Sandy Creek 16M Trail Run - Franklin, Pennsylvania
October 17, 2017 - After a restful summer to allow the repair of an acute knee injury, the time was approaching for me to re-engage the racing world. A gradual buildup had brought me 80% of the way back, but some lingring pain and apparent weakness left me questioning whether I was returning too soon. The only way to know my level of restored health would be to just jump in there and do it. With the final week of taper I wanted one final good run to cement my confidence and this one was it.
Sandy Creek Trail was a new adventure for me, recommeneded by my cousin Bob. Eight miles of paved rail trail from the little town of Van to Franklin and back again following the creek to its destination of the Allegheny River where my dripping sweat would finally course its way to the Gulf of Mexico.

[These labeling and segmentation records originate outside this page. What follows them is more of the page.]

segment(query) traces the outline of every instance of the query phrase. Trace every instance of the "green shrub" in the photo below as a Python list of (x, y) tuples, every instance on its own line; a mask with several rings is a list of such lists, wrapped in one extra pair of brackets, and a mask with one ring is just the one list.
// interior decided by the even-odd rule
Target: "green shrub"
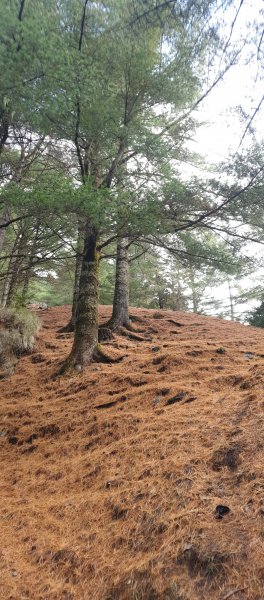
[(264, 327), (264, 300), (249, 316), (248, 322), (254, 327)]

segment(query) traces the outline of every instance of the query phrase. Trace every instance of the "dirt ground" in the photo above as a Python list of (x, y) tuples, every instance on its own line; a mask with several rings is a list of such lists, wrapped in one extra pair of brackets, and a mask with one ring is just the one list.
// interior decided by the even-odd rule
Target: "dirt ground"
[(0, 382), (1, 600), (263, 600), (264, 330), (132, 309), (56, 377), (69, 314)]

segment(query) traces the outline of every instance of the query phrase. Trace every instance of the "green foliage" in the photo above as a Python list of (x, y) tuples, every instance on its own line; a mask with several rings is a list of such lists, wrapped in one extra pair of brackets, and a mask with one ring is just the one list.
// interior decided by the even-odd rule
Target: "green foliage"
[(248, 322), (253, 327), (264, 327), (264, 300), (249, 316)]

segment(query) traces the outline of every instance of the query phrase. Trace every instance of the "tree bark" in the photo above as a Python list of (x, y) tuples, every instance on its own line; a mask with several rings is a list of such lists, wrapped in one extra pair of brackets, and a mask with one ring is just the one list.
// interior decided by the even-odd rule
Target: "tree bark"
[(75, 261), (75, 274), (74, 274), (74, 286), (73, 286), (73, 297), (72, 297), (72, 312), (69, 323), (62, 327), (59, 331), (61, 333), (69, 333), (74, 331), (75, 323), (76, 323), (76, 311), (77, 311), (77, 302), (78, 295), (80, 289), (80, 277), (82, 270), (82, 260), (83, 260), (83, 246), (84, 246), (84, 226), (83, 223), (79, 223), (78, 226), (78, 239), (77, 239), (77, 254)]
[(20, 244), (21, 244), (21, 235), (20, 235), (20, 231), (18, 231), (16, 234), (16, 237), (15, 237), (11, 256), (9, 259), (8, 270), (7, 270), (7, 273), (5, 276), (5, 280), (4, 280), (4, 287), (3, 287), (2, 299), (1, 299), (2, 306), (7, 305), (8, 297), (10, 296), (10, 289), (12, 287), (14, 288), (13, 279), (14, 279), (14, 277), (16, 277), (16, 274), (17, 274), (17, 267), (16, 267), (17, 262), (18, 262), (17, 255), (19, 254)]
[(10, 212), (7, 206), (4, 206), (3, 213), (0, 220), (0, 252), (3, 248), (6, 236), (6, 224), (10, 220)]
[(118, 330), (120, 327), (129, 326), (128, 239), (122, 238), (117, 243), (113, 312), (107, 327)]
[(71, 368), (82, 371), (92, 361), (96, 353), (98, 345), (99, 258), (98, 233), (87, 223), (73, 347), (70, 356), (62, 367), (62, 372)]

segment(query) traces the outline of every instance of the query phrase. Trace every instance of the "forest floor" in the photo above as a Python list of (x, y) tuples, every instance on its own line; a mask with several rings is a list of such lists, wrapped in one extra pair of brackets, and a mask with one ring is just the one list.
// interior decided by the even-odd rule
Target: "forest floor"
[(42, 311), (0, 382), (0, 598), (263, 600), (264, 331), (131, 312), (121, 362), (58, 378), (70, 309)]

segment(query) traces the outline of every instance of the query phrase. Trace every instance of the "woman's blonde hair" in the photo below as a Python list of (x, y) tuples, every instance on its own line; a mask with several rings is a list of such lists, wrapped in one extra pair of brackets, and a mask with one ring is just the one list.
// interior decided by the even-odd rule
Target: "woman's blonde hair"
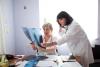
[(45, 23), (45, 24), (43, 24), (42, 28), (44, 29), (45, 27), (49, 27), (51, 30), (53, 30), (53, 27), (52, 27), (51, 23)]

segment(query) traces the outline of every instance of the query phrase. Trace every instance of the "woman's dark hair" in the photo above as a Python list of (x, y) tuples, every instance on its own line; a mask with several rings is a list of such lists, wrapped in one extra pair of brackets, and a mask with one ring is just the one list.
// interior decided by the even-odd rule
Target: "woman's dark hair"
[[(73, 21), (73, 18), (65, 11), (61, 11), (58, 15), (57, 15), (57, 22), (59, 22), (59, 19), (65, 18), (66, 19), (66, 23), (65, 25), (69, 25), (71, 24), (71, 22)], [(59, 24), (59, 23), (58, 23)], [(61, 26), (61, 24), (59, 24)]]

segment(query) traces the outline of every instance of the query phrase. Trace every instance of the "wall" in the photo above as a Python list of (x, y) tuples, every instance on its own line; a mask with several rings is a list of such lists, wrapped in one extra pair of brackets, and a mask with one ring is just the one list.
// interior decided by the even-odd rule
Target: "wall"
[(38, 0), (14, 0), (16, 54), (34, 54), (22, 27), (39, 27)]
[(0, 0), (1, 20), (4, 25), (5, 53), (15, 54), (14, 24), (13, 24), (13, 2), (12, 0)]
[(98, 0), (98, 37), (100, 38), (100, 0)]

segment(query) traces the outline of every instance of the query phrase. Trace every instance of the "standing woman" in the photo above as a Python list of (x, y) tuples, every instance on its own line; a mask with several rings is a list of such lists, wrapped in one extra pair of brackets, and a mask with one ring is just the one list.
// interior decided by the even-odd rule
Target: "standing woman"
[(60, 28), (64, 28), (66, 31), (65, 35), (62, 35), (62, 37), (52, 45), (67, 43), (72, 54), (76, 57), (76, 60), (78, 60), (83, 67), (89, 67), (89, 64), (94, 62), (94, 59), (91, 44), (83, 29), (65, 11), (61, 11), (57, 15), (57, 22)]

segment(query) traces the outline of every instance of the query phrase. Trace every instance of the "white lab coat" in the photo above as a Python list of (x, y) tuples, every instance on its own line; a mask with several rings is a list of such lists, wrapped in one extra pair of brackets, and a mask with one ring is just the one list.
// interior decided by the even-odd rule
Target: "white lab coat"
[(90, 42), (78, 23), (73, 21), (66, 31), (65, 35), (57, 41), (58, 45), (67, 43), (74, 56), (81, 57), (83, 67), (89, 67), (94, 62)]

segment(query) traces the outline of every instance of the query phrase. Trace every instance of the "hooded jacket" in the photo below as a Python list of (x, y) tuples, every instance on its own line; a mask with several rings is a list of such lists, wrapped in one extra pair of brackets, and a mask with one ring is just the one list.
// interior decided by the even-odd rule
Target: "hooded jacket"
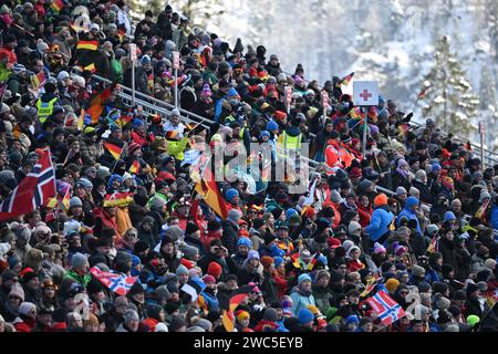
[(421, 223), (418, 222), (418, 217), (417, 217), (417, 215), (416, 215), (414, 211), (412, 211), (412, 208), (413, 208), (414, 206), (417, 206), (417, 205), (418, 205), (418, 199), (417, 199), (417, 198), (415, 198), (415, 197), (408, 197), (408, 199), (406, 199), (405, 207), (404, 207), (403, 210), (400, 212), (400, 215), (398, 215), (398, 217), (397, 217), (397, 219), (396, 219), (396, 226), (400, 227), (400, 225), (401, 225), (401, 219), (402, 219), (403, 217), (406, 218), (406, 219), (408, 219), (408, 221), (409, 221), (409, 220), (416, 220), (416, 221), (417, 221), (417, 228), (416, 228), (416, 231), (417, 231), (418, 236), (422, 236), (422, 235), (424, 235), (424, 232), (422, 232)]
[(365, 232), (369, 233), (369, 238), (372, 241), (378, 240), (383, 235), (390, 231), (391, 222), (394, 220), (394, 215), (391, 212), (387, 206), (381, 206), (375, 208), (372, 214), (372, 219), (369, 226), (365, 228)]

Starting right after noon, mostly under leafy shadows, the temps were brisk at around 50 degrees under full sunshine. Dressing down, there was no comfort to be found in standing around. My aim was to find a relaxed tempo between 4.5 and 5 miles per hour on this entirely level route. From the outset, there was absolutely no push. The question that begged an answer was whether my knee could sustain 16 miles of pounding macadam at an even gait.
The jaunt was as pretty as a leafy Pennsylvania trail can be. Very enjoyable. Most notable were the seven bridges that spanned the many crossings of Sandy Creek, and then across the mighty Allegheny River. It is always cool (literally as well as figuratively) to run through tunnels. The May's Hill tunnel stretched for about a hundred yards before emerging back into the guiding light on the other side. The trail is smooth and clean from end to end and seems to attract a fair number of pedestrians seeking a reprive from civilization.
I don't wear a watch for these things, but prefer to rely on reading the signs my body is ever feeding back. Without having to bear down I was able to maintain a comfortable tempo to the run's conclusion. The clock in the car read 3 hours and 2 minutes, translating into a 5.5 miles-per-hour tempo. Better than I was aiming for, but most importantly my knee felt great after the run. I was not nearly healed completely, but my knee showed all indications that it could bear the burden of racing. After three more days, the first test would await me.